Since the fateful half marathon over a year ago, I have not done a whole lot of exercise. When I have, it’s been walking. Safe to say, therefore, my arm muscles are not what they used to be. If I’m being honest, they were never much to begin with.

When, in New Zealand, I decided to spend a whole day sea kayaking around Abel Tasman National Park, I probably should have realised that it was going to be hard. But I didn’t.

For all my worrying about how my legs would cope with exercise, I didn’t give my arms a second thought. It was only as we paddled off from the beach, against the current, aiming for a little island – Fisherman’s Island – that I remembered kayaking is tiring.

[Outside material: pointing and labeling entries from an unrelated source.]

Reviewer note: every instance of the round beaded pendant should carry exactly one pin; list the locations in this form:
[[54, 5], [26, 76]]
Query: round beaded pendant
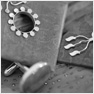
[[24, 22]]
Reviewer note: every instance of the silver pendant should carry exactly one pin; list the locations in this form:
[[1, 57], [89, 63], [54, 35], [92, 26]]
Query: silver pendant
[[26, 12]]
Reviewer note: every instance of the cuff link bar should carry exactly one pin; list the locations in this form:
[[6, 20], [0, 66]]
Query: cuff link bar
[[71, 38]]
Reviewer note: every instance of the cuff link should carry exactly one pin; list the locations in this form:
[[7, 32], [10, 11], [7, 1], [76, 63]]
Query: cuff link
[[70, 45], [15, 20]]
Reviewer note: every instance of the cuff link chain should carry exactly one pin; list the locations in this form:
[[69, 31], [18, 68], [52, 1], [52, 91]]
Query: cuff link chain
[[70, 45]]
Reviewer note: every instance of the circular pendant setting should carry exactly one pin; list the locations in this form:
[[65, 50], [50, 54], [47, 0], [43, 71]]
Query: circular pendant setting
[[24, 22]]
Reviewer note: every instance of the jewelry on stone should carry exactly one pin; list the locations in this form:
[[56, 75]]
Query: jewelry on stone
[[27, 12], [70, 45], [7, 3]]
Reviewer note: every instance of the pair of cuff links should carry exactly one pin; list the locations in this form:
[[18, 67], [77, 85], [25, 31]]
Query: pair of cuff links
[[70, 45]]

The island was further away than we first thought, and if we stopped paddling we drifted away in the wrong direction. It seemed like it didn’t matter how hard we worked, the island just wasn’t getting any closer.

Rhabdo to Fabdo, The kayaking incident
When we finally arrived at Fisherman’s island.
#myarmsachenow.

Once we finally made it to Fisherman’s island, things got a bit easier. We could make short hops to other islands, and the going was much easier if we hugged the coast. The views were incredible. We saw a stingray and lots of friendly seals, and even stopped for a boozy picnic on a remote beach.

By the time we turned around to head for home, we were getting tired, and the tide had come in, making the final stretch even further.

We also had to have the kayak back by 4.30pm, and we were running a little late. That last slog was where it got really difficult. My arms were exhausted, but there was no choice but to push on a get back to shore.

Obviously, we made it in the end, but that night, I was shattered, dehydrated and in pain.

My shoulders and neck were stiff, and I could barely move my arms enough to eat my pizza (well-deserved if I say so myself).

Throughout the whole day, exercising in the 30-degree heat with hardly any shade available, I had only drunk about a litre of water. And the beer I’d had with lunch wouldn’t have helped.

For the first time, I thought I might really be in some trouble.

Rhabdo to Fabdo, The Kayaking Incident
The beer I would come to regret.

I almost panicked. But, when I had heatstroke last year, I couldn’t eat or drink anything. When I had rhabdo, the pain got gradually worse rather than better.

After kayaking, I had no trouble at all with the pizza. In fact, I devoured it in a matter of minutes. I also wasn’t feeling nauseous and I didn’t have a headache.

I decided to sleep on it, and I slept better in the back of our little camper than I ever had before.

The next day, my arms were still achy, but a normal amount of achy. I could move them again. All in all, I felt a lot better than I had the night before.

It seems obvious now. When you haven’t used your arm muscles for months, and then you spend a whole day kayaking, you can expect to know about it.

I did not have what we coined ‘arm rhabdo’. All I had was a good old-fashioned case of overdoing it.

I learnt a couple of things from the kayaking incident. First of all, I don’t have to be scared of a bit of muscle pain – it’s normal to ache after a big day of exercise, and it will pass.

Secondly – on the other hand – exercise that doesn’t involve my legs is still exercise.

I had been so focused on not pushing myself too far when hiking, I forgot to take it easy when doing other activities, too. I pushed myself beyond my limit on that day, and I regretted it. It took me more than a week to feel back to normal again.

That said, we had a great day – one I remember more for the beaches, seals and beauty than I do for the difficulty and the aftermath.

Kayaking in Abel Tasman was something I wanted to tick off my bucket list. Now I’ve done it, I want to go back, go further into the park, see even more remote areas and spend a couple of nights camping in the wilderness.